Voorzitter, ik wil het vandaag niet hebben over het misbruik van de nationale voetbalploeg om het nieuw Eurostadion te bouwen. Ik wil het niet hebben over een mogelijke competitievervalsing. Ik wil het niet hebben over het gebruik of het misbruik van overheidsmiddelen. Ik wil het niet hebben over het bedrog en de leugens met betrekking tot dit dossier. Ik wil het niet hebben over de mogelijke overtreding van de Europese regels betreffende de subsidiëring van voetbalstadions. Ik wil het niet hebben over de verregaande arrogantie waarmee de initiatiefnemers dit dossier hebben voorgesteld en ik wil het niet hebben over de verfransingsgolf die dit project met zich zal meebrengen.
Ik wil het wel hebben over wat Vlaanderen aanbelangt, met name de intentieovereenkomst die wij hebben gesloten met de twee andere partners, het Brusselse Hoofdstedelijke Gewest en de stad Brussel. Daar waren zes voorwaarden aan gekoppeld vooraleer Vlaanderen akkoord ging met de bouw van een nieuw Eurostadion op parking C.

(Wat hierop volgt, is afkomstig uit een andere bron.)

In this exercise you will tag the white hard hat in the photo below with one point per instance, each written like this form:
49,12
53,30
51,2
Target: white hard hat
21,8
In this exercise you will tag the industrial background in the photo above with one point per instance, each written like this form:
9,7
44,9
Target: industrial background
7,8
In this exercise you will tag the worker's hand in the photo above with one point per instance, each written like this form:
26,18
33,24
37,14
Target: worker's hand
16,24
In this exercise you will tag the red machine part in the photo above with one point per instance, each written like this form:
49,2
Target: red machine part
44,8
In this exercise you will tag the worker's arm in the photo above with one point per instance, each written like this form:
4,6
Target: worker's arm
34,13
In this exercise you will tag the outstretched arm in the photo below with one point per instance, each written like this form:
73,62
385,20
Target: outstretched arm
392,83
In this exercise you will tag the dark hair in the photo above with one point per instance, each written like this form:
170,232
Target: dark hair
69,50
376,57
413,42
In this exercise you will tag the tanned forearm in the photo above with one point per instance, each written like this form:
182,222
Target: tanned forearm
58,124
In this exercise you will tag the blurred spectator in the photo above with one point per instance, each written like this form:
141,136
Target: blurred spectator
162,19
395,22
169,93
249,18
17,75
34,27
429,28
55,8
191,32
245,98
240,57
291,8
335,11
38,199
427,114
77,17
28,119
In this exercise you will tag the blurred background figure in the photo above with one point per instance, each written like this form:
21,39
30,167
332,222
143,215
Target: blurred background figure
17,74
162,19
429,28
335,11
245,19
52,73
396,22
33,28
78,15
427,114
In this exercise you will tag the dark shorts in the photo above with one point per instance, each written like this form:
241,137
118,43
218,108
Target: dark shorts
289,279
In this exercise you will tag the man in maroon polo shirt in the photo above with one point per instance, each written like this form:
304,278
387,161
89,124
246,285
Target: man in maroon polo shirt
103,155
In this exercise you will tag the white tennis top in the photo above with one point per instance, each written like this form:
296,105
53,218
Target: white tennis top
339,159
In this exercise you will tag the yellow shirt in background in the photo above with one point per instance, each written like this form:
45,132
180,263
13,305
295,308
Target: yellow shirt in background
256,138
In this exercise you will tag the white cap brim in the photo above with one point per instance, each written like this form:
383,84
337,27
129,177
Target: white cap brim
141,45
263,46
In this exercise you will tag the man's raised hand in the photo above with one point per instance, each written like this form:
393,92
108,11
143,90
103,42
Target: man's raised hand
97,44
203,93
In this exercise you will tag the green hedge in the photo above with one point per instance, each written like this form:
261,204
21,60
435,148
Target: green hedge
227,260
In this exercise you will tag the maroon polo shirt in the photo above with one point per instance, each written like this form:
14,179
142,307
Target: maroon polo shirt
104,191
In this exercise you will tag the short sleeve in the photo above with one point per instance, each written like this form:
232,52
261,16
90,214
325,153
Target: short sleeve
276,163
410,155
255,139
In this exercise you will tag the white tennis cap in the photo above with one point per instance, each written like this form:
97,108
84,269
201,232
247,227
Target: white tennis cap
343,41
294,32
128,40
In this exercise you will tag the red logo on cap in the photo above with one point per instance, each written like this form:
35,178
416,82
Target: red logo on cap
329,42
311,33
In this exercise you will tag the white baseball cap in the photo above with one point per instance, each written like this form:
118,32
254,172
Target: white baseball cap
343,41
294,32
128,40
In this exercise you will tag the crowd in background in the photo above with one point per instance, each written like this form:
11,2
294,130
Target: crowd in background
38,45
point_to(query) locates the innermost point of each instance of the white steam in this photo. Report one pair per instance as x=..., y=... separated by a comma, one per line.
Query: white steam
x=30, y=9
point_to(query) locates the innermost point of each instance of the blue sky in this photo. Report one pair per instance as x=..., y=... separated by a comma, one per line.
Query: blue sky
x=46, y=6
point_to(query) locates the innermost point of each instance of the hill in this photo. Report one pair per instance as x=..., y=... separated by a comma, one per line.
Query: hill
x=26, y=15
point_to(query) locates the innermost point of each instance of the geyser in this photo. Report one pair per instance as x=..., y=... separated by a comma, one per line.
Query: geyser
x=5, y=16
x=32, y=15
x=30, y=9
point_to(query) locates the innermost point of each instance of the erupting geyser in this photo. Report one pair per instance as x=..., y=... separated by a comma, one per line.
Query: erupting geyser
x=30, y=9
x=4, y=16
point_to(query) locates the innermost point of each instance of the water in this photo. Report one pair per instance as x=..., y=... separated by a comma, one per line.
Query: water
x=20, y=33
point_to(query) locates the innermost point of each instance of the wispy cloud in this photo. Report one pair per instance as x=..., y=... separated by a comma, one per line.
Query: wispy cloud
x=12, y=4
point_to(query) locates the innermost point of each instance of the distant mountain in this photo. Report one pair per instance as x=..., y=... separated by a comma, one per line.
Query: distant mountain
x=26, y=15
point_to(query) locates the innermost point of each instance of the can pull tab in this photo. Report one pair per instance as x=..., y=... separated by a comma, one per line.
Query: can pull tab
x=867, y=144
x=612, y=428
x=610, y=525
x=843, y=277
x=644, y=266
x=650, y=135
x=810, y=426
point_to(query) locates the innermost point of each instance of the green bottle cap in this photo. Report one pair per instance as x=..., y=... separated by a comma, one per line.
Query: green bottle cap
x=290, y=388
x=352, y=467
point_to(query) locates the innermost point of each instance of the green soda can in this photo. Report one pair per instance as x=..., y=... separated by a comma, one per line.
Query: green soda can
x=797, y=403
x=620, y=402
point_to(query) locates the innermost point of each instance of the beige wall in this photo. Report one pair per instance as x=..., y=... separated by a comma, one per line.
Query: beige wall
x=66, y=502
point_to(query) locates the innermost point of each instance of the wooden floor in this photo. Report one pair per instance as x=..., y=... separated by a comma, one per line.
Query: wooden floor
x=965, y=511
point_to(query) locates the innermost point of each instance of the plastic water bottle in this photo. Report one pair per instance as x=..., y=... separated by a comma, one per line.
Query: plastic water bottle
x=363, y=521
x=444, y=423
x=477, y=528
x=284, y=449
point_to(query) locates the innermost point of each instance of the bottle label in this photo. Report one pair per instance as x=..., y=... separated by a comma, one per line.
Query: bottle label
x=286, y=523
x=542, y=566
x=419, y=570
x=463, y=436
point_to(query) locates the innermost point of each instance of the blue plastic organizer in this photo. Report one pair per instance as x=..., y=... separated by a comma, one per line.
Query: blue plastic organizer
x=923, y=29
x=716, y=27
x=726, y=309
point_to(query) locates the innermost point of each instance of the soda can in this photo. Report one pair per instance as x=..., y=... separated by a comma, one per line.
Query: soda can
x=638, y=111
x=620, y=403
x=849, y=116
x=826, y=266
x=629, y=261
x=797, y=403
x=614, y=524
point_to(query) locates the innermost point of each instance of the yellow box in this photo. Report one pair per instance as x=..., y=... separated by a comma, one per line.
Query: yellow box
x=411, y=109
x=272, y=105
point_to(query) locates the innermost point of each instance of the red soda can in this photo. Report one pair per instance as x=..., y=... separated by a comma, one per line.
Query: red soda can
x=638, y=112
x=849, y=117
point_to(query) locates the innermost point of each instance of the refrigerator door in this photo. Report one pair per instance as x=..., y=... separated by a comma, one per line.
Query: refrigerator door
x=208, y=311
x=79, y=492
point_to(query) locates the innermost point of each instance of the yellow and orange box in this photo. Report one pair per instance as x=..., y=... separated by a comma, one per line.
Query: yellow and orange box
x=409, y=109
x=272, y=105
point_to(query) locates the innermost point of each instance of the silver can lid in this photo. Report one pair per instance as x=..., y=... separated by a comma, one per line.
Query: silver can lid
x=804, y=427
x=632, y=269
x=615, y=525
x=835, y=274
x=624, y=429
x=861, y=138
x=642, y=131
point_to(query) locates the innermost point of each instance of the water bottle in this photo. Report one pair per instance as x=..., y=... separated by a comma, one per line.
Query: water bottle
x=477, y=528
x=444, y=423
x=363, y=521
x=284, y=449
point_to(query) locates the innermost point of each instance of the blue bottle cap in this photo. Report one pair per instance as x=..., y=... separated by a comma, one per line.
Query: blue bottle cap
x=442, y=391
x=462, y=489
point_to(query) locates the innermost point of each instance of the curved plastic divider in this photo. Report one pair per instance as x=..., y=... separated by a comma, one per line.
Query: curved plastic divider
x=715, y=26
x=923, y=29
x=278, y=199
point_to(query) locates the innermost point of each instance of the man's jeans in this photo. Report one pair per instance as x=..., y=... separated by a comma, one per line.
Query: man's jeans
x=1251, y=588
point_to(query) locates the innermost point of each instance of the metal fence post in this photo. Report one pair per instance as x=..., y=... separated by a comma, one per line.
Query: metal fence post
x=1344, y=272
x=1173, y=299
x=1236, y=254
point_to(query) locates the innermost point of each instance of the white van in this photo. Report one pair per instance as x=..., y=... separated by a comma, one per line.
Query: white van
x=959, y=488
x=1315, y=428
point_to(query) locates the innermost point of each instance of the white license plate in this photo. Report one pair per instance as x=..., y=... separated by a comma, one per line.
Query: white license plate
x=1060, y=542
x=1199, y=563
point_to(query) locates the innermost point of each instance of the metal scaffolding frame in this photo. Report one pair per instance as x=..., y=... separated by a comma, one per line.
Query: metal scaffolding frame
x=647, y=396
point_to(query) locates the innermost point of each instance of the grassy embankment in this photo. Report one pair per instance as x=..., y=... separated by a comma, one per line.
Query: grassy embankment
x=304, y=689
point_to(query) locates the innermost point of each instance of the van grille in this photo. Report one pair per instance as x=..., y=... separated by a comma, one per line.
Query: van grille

Een daarvan was de toekomst van de Memorial Van Damme. Uit het voorliggende akkoord blijkt duidelijk dat er geen toekomst is voor de Memorial Van Damme, althans niet op lange termijn. Men kan nog terecht in het Heizelstadion, dat wellicht wordt afgebroken in 2020, maar wat er daarna moet gebeuren, is onduidelijk. Daarnet ging het over topsport in Vlaanderen. Als er één topsportevenement is in Vlaanderen, dan is het toch wel de Memorial Van Damme. Het gaat over een internationaal sportevenement waarvan wij de toekomst op het spel zetten. Minister, welke impact heeft de beslissing van de stad Brussel en van het Brusselse Hoofdstedelijke Gewest over het Eurostadion op uw beleid inzake de Memorial Van Damme?
De heer Segers heeft het woord.
Vorige week konden we inderdaad de persberichten volgen en hebben we vernomen dat de partijen een akkoord hebben gesloten over de bouw van het Eurostadion. De plannen zijn blijkbaar rond, de financiering ook, althans de stukken die we mogen kennen, alles is in kannen en kruiken. De voetbal rolt, zouden we kunnen zeggen, tenzij we iets vergeten zijn, met name de vergunningen. Misschien is dat in Brussel een fait divers, maar in Vlaanderen bestaan daarvoor procedures en voorschriften. Ik neem er even de toelichtingsnota bij over het gewestelijk ruimtelijk uitvoeringsplan (GRUP) dat daarover is opgesteld. Daarin staat: “De nieuwe activiteiten op parking C zijn gericht op een gemengde en gediversifieerde ontwikkeling. De vloeroppervlakte voor recreatie kan maximaal 50.000 vierkante meter bedragen. Uiteraard zal er ook voldoende parking moeten zijn voor alle activiteiten op de Heizel.”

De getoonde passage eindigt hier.